Processes in Linux are idenitified using PIDs (Process IDs). A PID is just an integer (its maximum value can be found from: /proc/sys/kernel/pid_max). When the number of processes exceeds pid_max, the kernel starts reassigning PIDs. This is known as PID recycling.
This creates a problem for other processes that were using PIDs to point to the older process. To provide a stable handle on a process (or a thread), pidfds were introduced.
You can create a pidfd in two ways:

• pidfd_open(): creates a pidfd for a specified pid
• clone(3): creates a pidfd for at process creation time.

Using the pidfd, you can send signals to the process using pidfd_send_signal() and obtain a file descriptor from the process using pidfd_getfd().

CRIU already has a great number of abstractions for adding support of various file descriptors. Some portion of development was to follow whatever patterns already existed for other file descriptors.
The two problems unique to pidfds were:

• Obtaining the correct PID: The pid of the process in the Pid field of /proc/$pid/fdinfo/$pidfd is incorrect in case checkpoint/restore happens in a namespace. We end up using the last entry ofthe NSpid field giving the PID in the most deeply nested PID namespace.
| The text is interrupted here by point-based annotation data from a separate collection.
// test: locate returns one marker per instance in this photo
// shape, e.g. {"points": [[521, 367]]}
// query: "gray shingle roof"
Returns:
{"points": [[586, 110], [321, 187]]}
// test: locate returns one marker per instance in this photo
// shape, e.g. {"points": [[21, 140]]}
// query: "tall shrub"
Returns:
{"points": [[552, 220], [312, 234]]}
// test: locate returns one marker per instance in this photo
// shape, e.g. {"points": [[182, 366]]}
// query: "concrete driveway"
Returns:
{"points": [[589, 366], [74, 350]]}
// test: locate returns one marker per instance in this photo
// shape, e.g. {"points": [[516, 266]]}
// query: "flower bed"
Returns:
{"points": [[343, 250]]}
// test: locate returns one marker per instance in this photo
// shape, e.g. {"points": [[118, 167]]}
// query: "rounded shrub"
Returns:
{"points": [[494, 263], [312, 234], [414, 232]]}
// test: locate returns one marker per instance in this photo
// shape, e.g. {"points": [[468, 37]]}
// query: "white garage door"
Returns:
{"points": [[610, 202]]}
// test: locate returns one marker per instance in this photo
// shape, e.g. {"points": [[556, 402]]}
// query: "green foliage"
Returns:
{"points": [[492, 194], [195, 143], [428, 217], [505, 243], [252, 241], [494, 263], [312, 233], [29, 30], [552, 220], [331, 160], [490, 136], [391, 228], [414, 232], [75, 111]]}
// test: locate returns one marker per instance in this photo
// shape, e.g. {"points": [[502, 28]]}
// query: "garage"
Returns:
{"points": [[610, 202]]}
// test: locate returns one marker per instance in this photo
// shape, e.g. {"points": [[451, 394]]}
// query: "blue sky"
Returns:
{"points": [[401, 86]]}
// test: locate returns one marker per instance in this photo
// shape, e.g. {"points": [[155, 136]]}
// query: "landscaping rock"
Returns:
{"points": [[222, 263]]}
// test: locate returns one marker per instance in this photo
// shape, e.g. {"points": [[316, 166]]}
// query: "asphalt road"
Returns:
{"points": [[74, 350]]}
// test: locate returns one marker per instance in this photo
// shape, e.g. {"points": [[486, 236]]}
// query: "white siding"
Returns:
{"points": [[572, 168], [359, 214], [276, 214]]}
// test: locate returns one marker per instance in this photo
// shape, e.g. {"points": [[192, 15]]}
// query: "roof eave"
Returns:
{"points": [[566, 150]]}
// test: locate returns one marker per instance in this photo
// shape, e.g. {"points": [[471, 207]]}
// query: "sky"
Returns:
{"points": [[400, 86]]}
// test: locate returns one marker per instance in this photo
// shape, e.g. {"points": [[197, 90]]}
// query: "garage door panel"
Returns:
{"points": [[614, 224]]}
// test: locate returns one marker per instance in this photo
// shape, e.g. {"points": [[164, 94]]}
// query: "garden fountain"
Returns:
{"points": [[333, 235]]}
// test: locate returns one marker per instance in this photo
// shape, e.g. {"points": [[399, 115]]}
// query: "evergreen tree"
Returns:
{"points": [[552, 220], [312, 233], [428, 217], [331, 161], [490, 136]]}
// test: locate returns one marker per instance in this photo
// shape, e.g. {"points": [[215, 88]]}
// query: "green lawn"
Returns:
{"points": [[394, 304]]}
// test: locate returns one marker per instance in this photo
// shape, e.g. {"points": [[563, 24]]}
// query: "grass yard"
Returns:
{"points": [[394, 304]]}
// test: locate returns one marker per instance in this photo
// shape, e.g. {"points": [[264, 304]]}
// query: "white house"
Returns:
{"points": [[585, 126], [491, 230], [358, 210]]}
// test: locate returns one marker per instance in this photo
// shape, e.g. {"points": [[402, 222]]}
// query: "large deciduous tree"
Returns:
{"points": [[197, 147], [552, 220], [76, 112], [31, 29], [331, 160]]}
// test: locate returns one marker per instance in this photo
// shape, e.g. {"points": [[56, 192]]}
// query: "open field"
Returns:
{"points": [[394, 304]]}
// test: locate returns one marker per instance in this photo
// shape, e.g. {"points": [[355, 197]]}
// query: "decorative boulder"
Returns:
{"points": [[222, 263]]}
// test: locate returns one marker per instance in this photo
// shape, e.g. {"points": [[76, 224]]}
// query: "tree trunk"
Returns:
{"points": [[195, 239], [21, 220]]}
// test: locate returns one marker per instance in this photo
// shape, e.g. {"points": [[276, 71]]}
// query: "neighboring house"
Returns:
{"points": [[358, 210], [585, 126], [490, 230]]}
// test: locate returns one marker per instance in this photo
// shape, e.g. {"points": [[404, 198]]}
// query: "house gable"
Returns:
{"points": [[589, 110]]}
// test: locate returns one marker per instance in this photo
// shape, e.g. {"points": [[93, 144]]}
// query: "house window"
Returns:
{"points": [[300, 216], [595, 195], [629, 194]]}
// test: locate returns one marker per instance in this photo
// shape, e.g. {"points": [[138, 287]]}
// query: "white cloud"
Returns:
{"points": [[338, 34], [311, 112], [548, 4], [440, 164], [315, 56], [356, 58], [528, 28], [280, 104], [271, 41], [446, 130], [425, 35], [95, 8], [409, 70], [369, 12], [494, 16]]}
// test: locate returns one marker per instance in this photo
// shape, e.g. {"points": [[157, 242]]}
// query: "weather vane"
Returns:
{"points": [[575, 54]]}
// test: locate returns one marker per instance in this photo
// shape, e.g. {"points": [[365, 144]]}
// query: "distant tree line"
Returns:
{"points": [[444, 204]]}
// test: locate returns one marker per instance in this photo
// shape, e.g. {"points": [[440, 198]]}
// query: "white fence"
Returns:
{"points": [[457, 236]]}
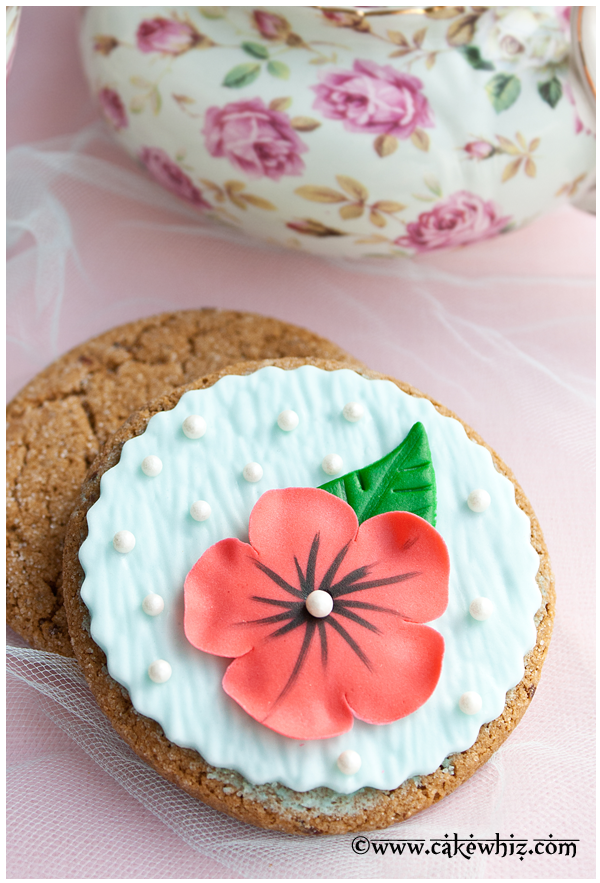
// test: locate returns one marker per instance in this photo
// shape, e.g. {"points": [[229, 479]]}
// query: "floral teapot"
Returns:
{"points": [[348, 132]]}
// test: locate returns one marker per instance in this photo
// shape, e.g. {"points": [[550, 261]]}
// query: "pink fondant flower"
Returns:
{"points": [[255, 139], [458, 220], [478, 149], [306, 676], [373, 98], [167, 36], [166, 172], [113, 108], [270, 25]]}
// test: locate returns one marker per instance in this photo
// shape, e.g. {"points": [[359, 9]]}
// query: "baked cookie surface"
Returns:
{"points": [[310, 794], [57, 424]]}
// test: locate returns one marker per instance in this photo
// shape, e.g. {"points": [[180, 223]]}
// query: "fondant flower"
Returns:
{"points": [[306, 675], [113, 108], [373, 98], [458, 220], [166, 172], [257, 140]]}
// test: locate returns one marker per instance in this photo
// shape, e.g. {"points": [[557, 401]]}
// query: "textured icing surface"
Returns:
{"points": [[490, 554]]}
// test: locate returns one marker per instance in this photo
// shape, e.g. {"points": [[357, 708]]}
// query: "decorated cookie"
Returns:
{"points": [[59, 421], [342, 637]]}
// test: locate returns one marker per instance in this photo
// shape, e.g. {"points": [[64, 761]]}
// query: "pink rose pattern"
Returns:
{"points": [[113, 108], [261, 142], [162, 168], [255, 139], [166, 36], [460, 219], [374, 98]]}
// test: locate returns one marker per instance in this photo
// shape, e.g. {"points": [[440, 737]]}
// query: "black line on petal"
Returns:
{"points": [[349, 640], [301, 576], [278, 579], [278, 617], [352, 577], [323, 637], [309, 585], [363, 606], [308, 635], [373, 584], [343, 611], [328, 578], [275, 602]]}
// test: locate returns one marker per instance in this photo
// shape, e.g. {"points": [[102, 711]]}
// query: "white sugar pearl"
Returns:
{"points": [[124, 541], [151, 466], [288, 420], [159, 671], [194, 426], [470, 702], [332, 464], [481, 609], [349, 762], [478, 500], [200, 510], [319, 604], [252, 472], [353, 412], [153, 604]]}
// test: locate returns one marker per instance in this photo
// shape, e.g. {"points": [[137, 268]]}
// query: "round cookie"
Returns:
{"points": [[57, 424], [273, 804]]}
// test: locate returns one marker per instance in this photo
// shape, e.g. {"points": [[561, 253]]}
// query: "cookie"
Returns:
{"points": [[60, 420], [310, 596]]}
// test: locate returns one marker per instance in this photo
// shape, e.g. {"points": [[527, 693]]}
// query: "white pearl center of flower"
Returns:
{"points": [[319, 604]]}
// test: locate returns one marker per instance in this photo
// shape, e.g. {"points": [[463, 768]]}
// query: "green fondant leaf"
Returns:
{"points": [[551, 91], [503, 90], [402, 481]]}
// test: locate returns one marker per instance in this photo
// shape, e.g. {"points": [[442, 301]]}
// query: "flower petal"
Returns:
{"points": [[224, 613], [285, 685], [284, 524], [403, 671]]}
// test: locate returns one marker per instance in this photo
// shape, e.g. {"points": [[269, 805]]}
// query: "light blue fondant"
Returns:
{"points": [[490, 555]]}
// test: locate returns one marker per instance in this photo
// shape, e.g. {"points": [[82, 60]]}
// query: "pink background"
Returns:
{"points": [[502, 333]]}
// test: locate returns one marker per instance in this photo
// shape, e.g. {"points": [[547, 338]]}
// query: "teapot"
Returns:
{"points": [[350, 132]]}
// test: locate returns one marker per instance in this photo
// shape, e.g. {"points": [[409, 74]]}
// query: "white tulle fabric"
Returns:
{"points": [[502, 333]]}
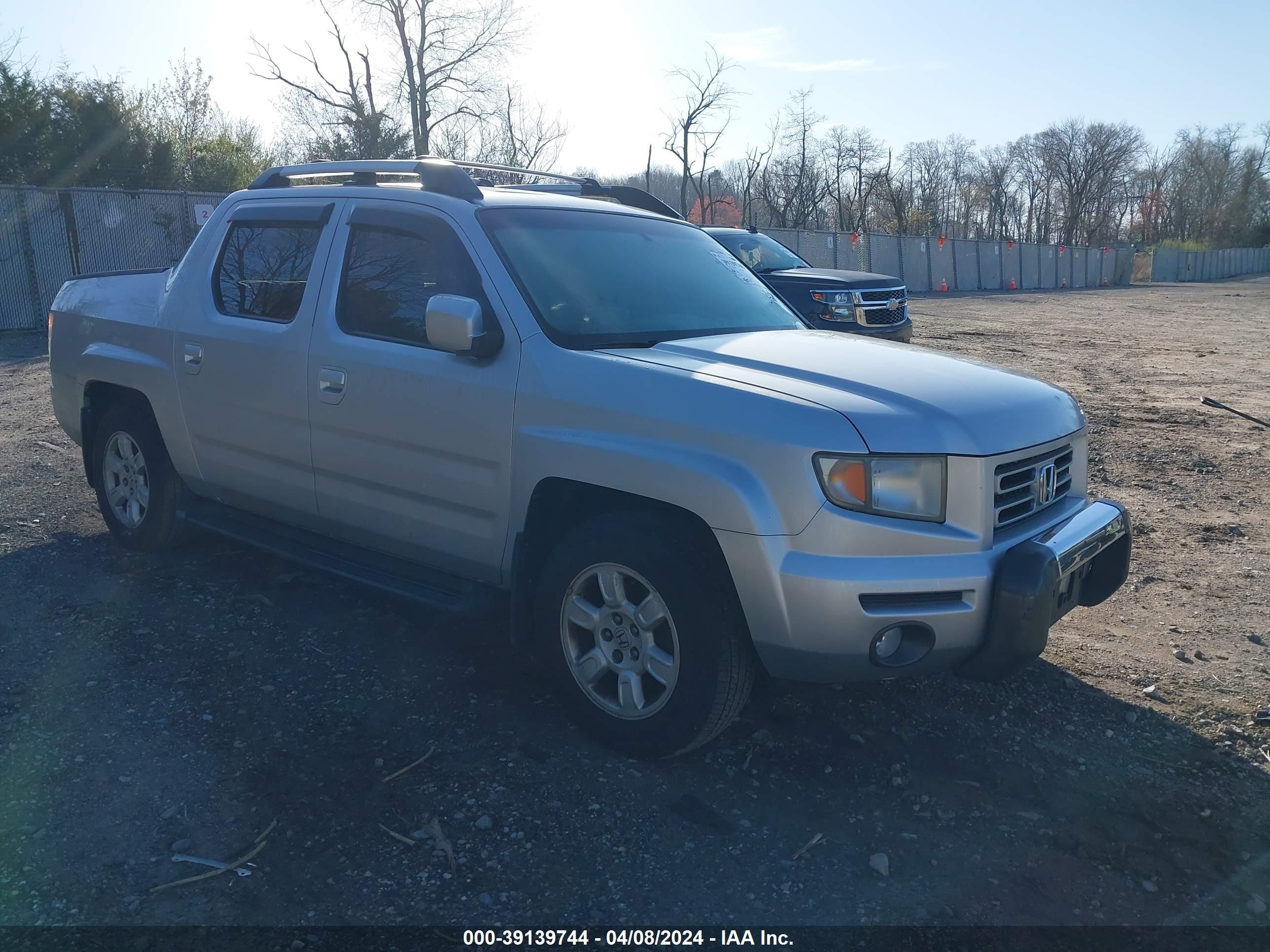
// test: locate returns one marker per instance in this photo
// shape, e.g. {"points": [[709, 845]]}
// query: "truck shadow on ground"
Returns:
{"points": [[196, 696]]}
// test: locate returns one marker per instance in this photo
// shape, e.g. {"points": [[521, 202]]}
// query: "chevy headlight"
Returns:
{"points": [[910, 486]]}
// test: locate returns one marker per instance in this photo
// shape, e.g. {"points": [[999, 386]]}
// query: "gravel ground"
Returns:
{"points": [[188, 701]]}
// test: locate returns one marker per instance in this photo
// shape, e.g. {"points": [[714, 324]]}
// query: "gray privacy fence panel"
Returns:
{"points": [[916, 263], [1062, 267], [1048, 266], [1123, 266], [883, 254], [1165, 265], [943, 271], [1011, 274], [50, 249], [18, 299], [966, 258], [817, 248], [989, 266], [852, 252], [1080, 257], [1029, 265]]}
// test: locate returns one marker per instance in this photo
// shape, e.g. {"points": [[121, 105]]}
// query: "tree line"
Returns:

• pidfds that point to dead processes: If we dump a pidfd that points to a dead process, we do not have access to the PID it had pointed to. But, we do have to maintain equality between pidfds, i.e, If two pidfds that pointed to the same dead process before C/R, they should continue to do so after C/R. We solve this problem by creating a temporary process for each unique inode and open pidfds that point to this temporary process. After all pidfds have been opened, we kill this temporary process.

• How helpful man-pages are.
• Understanding kernel commit messages and a little bit of kernel code.
• I learned a lot of concepts related to containers such as Namespaces, cgroups, and containers work under the hood.
• Understood IPC (Interprocess communication), multithreading at a deeper level.
• GSoC was my first time working in a collaborative environment, and it gave me a sneak peek into professional development.

Support for PIDFD_THREAD flag: PIDFD_THREAD allows for pidfds to be opened that point to a single thread instead of a process. I will be working on this after Google Summer of Code.

• Fixed a bug with SIGCHLD being called incorrectly on tmp process.

  Link to Pull Request: https://github.com/checkpoint-restore/criu/pull/2491

• Identified a bug with the current implementation of restore of dead pidfds.

  Link to Issue: https://github.com/checkpoint-restore/criu/issues/2496

• How we handle dead pidfds has changed after GSoC. I contributed a test case to the change.

  Link to Pull Request: https://github.com/checkpoint-restore/criu/pull/2505

• Added a page to CRIU docs explaining the working of checkpoint/restore of pidfds.

  Link to Page: https://criu.org/Pidfd

Huge thank you to my mentor, Aleksandr Mikhalitsyn, for guiding me and taking the extra time to explain concepts that helped me understand Linux and CRIU at a deeper level. Thank you to Andrei Vagin and Radostin Stoyanov for reviewing my pull request alongside Alex.